Hill is the appropriate historian to invoke, because his equally weighty book, The World Turned Upside Down, was the first history to reveal the scale and scope of that revolution, and the consciously subversive ideals of its articulate working-class makers: not merely the abolition of the monarchy but of class distinction, noble and Church privilege, and patriarchy.

Davis’s protagonist, Gideon Jukes, moves from pondering whether some adjustment in the social order might be justified and possible to battling for the gains of what today we’d call the “left” against the betrayals and broken promises of Cromwell’s post-revolutionary regime.
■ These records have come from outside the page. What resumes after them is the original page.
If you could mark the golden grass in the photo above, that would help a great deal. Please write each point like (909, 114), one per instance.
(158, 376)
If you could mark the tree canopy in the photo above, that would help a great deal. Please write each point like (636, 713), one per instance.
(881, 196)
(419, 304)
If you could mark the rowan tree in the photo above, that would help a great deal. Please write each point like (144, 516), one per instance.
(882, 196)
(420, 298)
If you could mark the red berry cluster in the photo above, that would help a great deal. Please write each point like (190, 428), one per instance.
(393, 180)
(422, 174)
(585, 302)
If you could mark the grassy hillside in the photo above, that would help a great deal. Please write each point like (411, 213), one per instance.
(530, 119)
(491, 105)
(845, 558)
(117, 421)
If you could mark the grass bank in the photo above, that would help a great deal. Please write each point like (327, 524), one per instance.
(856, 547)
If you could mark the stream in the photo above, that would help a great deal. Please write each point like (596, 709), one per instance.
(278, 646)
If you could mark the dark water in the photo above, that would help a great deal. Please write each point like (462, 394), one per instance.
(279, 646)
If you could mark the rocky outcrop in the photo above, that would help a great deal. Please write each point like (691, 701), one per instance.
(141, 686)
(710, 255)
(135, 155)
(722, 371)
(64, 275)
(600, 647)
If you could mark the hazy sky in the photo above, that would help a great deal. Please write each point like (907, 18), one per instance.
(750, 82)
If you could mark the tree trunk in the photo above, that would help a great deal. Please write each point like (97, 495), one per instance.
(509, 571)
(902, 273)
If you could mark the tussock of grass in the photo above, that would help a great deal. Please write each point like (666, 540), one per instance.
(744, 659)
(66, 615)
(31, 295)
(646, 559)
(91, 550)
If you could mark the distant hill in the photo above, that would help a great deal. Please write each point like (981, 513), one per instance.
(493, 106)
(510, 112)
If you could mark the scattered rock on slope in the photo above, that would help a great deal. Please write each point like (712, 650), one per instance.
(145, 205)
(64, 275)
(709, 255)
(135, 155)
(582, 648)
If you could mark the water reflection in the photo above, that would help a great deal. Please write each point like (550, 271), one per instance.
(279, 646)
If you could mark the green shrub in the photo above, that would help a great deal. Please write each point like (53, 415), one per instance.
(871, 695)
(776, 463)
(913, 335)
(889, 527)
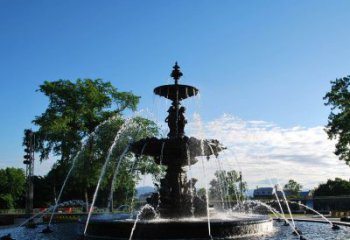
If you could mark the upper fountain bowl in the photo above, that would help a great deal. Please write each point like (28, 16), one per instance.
(176, 92)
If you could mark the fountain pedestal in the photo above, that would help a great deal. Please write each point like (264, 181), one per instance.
(177, 198)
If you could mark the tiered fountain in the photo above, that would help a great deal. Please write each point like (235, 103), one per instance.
(181, 213)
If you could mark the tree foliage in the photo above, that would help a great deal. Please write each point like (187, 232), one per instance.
(334, 187)
(338, 126)
(82, 121)
(292, 187)
(74, 111)
(12, 187)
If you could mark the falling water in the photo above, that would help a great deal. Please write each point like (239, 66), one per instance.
(116, 170)
(313, 210)
(188, 153)
(160, 165)
(103, 170)
(289, 211)
(64, 185)
(275, 212)
(138, 218)
(206, 188)
(222, 182)
(74, 162)
(278, 200)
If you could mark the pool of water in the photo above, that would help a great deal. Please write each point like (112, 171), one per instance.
(70, 231)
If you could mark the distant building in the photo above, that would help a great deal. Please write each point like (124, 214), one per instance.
(264, 192)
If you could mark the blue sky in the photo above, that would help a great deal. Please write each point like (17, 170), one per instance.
(268, 61)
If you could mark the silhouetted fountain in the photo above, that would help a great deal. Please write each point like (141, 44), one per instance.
(177, 211)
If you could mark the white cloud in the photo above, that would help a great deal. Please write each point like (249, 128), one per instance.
(264, 151)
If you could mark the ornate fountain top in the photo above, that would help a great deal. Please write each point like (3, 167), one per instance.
(176, 73)
(176, 92)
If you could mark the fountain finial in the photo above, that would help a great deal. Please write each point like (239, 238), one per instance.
(176, 73)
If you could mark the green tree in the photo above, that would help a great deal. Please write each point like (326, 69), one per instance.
(12, 187)
(334, 187)
(74, 111)
(292, 187)
(227, 185)
(338, 126)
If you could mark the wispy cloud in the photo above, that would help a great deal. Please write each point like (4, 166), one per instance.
(263, 151)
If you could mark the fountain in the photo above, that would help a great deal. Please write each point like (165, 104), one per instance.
(176, 212)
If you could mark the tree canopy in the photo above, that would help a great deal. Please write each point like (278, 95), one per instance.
(292, 187)
(74, 111)
(12, 187)
(82, 121)
(338, 126)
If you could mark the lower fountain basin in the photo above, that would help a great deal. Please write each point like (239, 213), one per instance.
(189, 228)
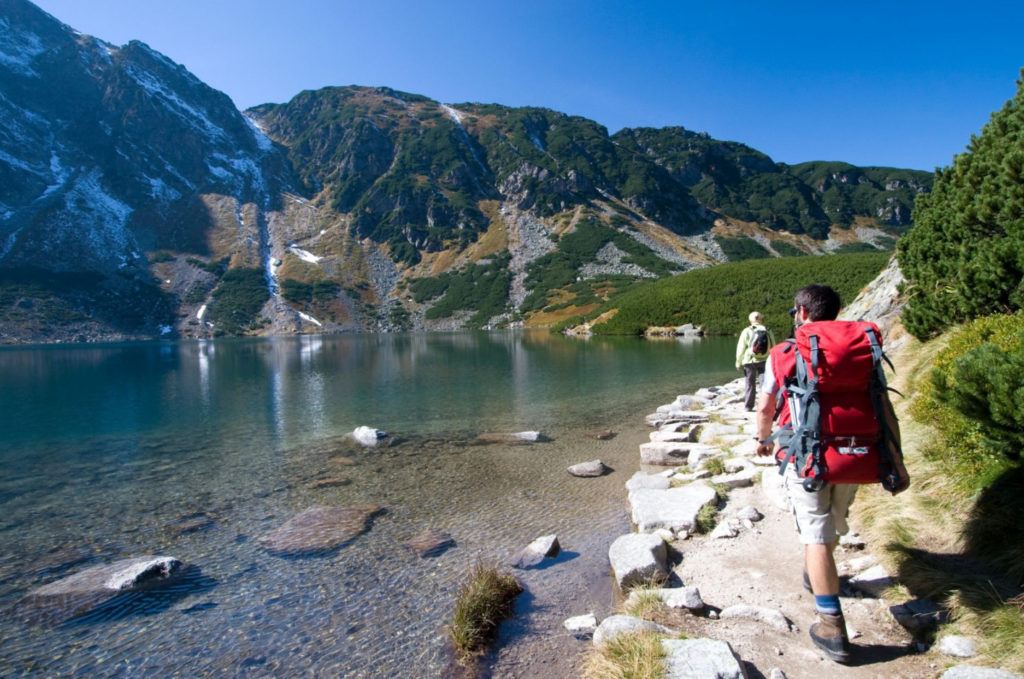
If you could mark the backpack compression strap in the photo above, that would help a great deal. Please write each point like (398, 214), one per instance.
(805, 407)
(886, 435)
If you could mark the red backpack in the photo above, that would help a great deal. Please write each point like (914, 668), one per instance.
(841, 428)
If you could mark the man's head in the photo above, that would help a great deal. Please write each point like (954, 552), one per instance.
(820, 302)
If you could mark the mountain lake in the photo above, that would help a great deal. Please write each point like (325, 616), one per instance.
(197, 450)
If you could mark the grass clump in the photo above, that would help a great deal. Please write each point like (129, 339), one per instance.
(707, 518)
(643, 602)
(954, 536)
(714, 465)
(628, 655)
(483, 600)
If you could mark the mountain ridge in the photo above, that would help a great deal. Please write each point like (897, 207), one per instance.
(125, 173)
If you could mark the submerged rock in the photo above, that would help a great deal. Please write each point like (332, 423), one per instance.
(537, 551)
(614, 626)
(514, 438)
(430, 543)
(195, 522)
(701, 658)
(369, 436)
(638, 558)
(587, 469)
(318, 529)
(93, 588)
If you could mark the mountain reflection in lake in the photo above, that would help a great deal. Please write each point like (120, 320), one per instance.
(197, 450)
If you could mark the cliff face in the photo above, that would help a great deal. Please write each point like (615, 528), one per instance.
(139, 202)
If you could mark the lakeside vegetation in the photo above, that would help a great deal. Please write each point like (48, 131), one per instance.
(719, 298)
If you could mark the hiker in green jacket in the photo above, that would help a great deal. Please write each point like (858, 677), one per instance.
(752, 350)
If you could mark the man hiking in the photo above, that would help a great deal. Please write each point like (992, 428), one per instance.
(752, 349)
(826, 452)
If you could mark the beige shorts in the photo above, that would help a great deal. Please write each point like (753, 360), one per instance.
(820, 516)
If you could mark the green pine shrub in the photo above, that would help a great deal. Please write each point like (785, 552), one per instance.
(238, 300)
(975, 401)
(965, 256)
(719, 298)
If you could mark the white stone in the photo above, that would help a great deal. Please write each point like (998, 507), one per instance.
(581, 624)
(875, 581)
(723, 531)
(665, 453)
(694, 659)
(957, 645)
(644, 480)
(613, 626)
(638, 558)
(739, 479)
(681, 597)
(750, 513)
(588, 469)
(675, 509)
(369, 436)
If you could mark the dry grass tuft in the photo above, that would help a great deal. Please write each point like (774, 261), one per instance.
(483, 600)
(628, 656)
(920, 533)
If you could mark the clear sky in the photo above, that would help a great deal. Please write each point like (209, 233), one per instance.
(900, 83)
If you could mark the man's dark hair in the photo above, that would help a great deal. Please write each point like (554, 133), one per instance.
(820, 301)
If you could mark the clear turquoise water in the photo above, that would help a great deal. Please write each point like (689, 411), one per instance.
(107, 449)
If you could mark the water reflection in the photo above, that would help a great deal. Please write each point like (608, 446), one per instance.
(197, 450)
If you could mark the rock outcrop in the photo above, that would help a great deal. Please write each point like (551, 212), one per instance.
(97, 589)
(318, 529)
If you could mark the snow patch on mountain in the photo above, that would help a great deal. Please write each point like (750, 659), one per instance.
(262, 140)
(160, 191)
(22, 165)
(18, 49)
(176, 104)
(306, 316)
(304, 255)
(88, 202)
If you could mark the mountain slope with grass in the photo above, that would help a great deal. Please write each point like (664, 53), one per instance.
(133, 192)
(719, 299)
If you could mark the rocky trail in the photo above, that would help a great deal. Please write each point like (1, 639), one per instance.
(748, 571)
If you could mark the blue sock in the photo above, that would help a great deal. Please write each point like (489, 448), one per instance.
(827, 603)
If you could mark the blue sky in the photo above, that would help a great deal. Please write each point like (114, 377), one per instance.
(901, 84)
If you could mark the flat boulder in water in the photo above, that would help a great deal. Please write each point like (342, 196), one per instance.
(430, 543)
(588, 469)
(318, 529)
(370, 436)
(514, 438)
(90, 589)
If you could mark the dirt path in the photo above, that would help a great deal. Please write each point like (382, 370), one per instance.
(763, 567)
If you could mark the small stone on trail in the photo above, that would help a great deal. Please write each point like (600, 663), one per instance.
(769, 617)
(581, 626)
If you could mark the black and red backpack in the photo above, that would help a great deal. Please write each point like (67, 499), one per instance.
(839, 425)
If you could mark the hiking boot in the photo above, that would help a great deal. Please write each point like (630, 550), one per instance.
(828, 634)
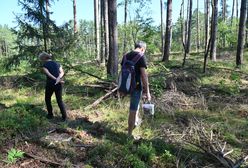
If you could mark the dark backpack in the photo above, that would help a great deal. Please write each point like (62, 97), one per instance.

Juliana Lovell marries a Royalist but never quite buys the ideology, and the vagaries of war bring her and Jukes together. These ordinary characters are made all the more human by the caution with which they approach change. Around them, their families and others — including most memorably the destitute girl Kinchin Tew — also find their world turned upside down by both the horrors of civil war and some intoxicating new ideas about social roles.

The book has power for South African readers on two levels. At surface, it’s an exciting saga of love and war, with some compelling characters and a vivid evocation of the look, smell, and even taste of period and place. Davis says she has long wanted to write a book in which her home town of Birmingham featured; this book follows the struggles from London to the revolutionary Midlands and back.

But drop the costumes and backdrops and this is the story of a country torn apart by — and then emerging from — a civil war. The compromises and conservatism of the new government leave war veterans unpaid and neglected. When they protest, they are fired upon. Many of the former ruling class retain their power and privilege because stability is needed and they know how to run things — especially finance. Popular radical commanders are mysteriously assassinated. Women revolutionaries are forced back to husbands and chores; journalists and satirists are ordered to mute their criticisms in the national interest. Some of this may sound familiar.

The discourse that made the Falco books compelling concerned social roles and character formed in a very different society from our own. So it does in Rebels and Traitors. Davis is particularly powerful in portraying women’s experiences: how women become “good” or “bad” and the scope of their choices. Civil war does not simply sweep through and uproot, burn and rape once, but repeatedly, until there is no possibility of rebuilding. That may sound familiar too.

The book has its flaws. Those not fascinated by the minutiae of battle strategy and political faction-fighting may find those sections overlong. The omniscient author’s perspective — a large step away from Falco’s first-person narration — tempts Davis to tell us rather too often: “… and this was to be the origin of …” She seeks a voice in dialogue that is neither archaic nor over-modern; mostly, it works, but occasionally the level of formality produces literally unspeakable sentences.

Historical epics are the only genre novels ever credited as serious enough for Britain’s Booker Prize — even when others such as science fiction and fantasy say more and say it better. Perhaps 2009 Booker winner (for a historical novel) Hilary Mantel had it in mind to protect her turf when she damned Rebels and Traitors as “disappointing and exhausting”. It is neither. This story of ordinary people caught in huge events, determined to win justice and stop leaders selling out, speaks across the centuries. It’s a story we could write — but have not yet fully written — about Khayelitsha, Cradock, and the East Rand.